You bring up a really good point. I'm super curious what the legality and ethics around training machines on licensed or even proprietary code would be. IIRC there are implications around code you can build if you've seen proprietary code (I remember an article from HN about how bash had to be written by someone who hadn't seen the unix shell code or something like that).
How would we classify that legally when it comes to training and generating code? Would you argue the machine is just picking up best practices and patterns, or would you say it has gained specifically-licensed or proprietary knowledge?
I would argue that a trained model falls under the legal category of "compilation of facts".
More generally, keep in mind that the legal world, despite an apparent focus on definition is very bad at dealing with novelty, and most of it will end up justifying a posteriori existing practices.
This is a bit tricky, because at least in the U.S., I don't believe it's settled question in law yet. Some of the other posters on here have said that the resulting model isn't covered by GPL--that's partially true, but provenance of data, and the rights to it, definitely does matter.
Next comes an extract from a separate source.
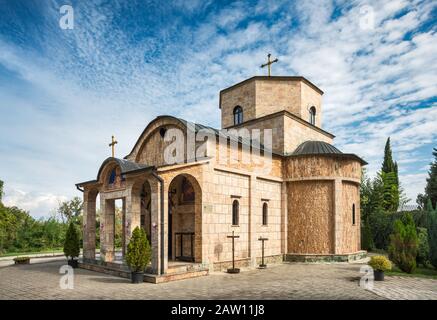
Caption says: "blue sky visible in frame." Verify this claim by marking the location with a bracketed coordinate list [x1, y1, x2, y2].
[0, 0, 437, 217]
A good example of this was the Everalbum ruling, where the company was forced to delete both the data and the trained models used they were used to generate due to lack of consent from the users from whom the data was taken[1]. Since open source code is, well, open, it's definitely less a problem for permissively-licensed code.
That said, copyright is typically generally assigned to the closest human to the activation process (it's unlikely that Github is going to try to claim the copyright to code generated by Copilot over the human/company pair-programming with it), but since copyleft in general is a pretty domain-specific to software, afaik the way that courts interpret the legality of using code licensed under those terms in training data for a non-copyleft-producing model is still up in the air.
Obligatory IANAL, and also happy to adjust this info if someone has sources demonstrating updates on the current state.
No, a model trained on text covered by a license is not itself covered by the license, unless it explicitly copies the text (you cannot copyright a "style").
But it actually is explicitly copying the text. That's how it works. The training data are massive, and you will get long strings of code that are pulled directly from that training data. It isn't giving you just the style. It may be mashing together several different code examples taking some text from each. That's called "derivative work".
My guess is that it is, if we think of a machine learning framework as a compiler and the model as compiled code. Compiled GPL code is still GPL, that's the entire point.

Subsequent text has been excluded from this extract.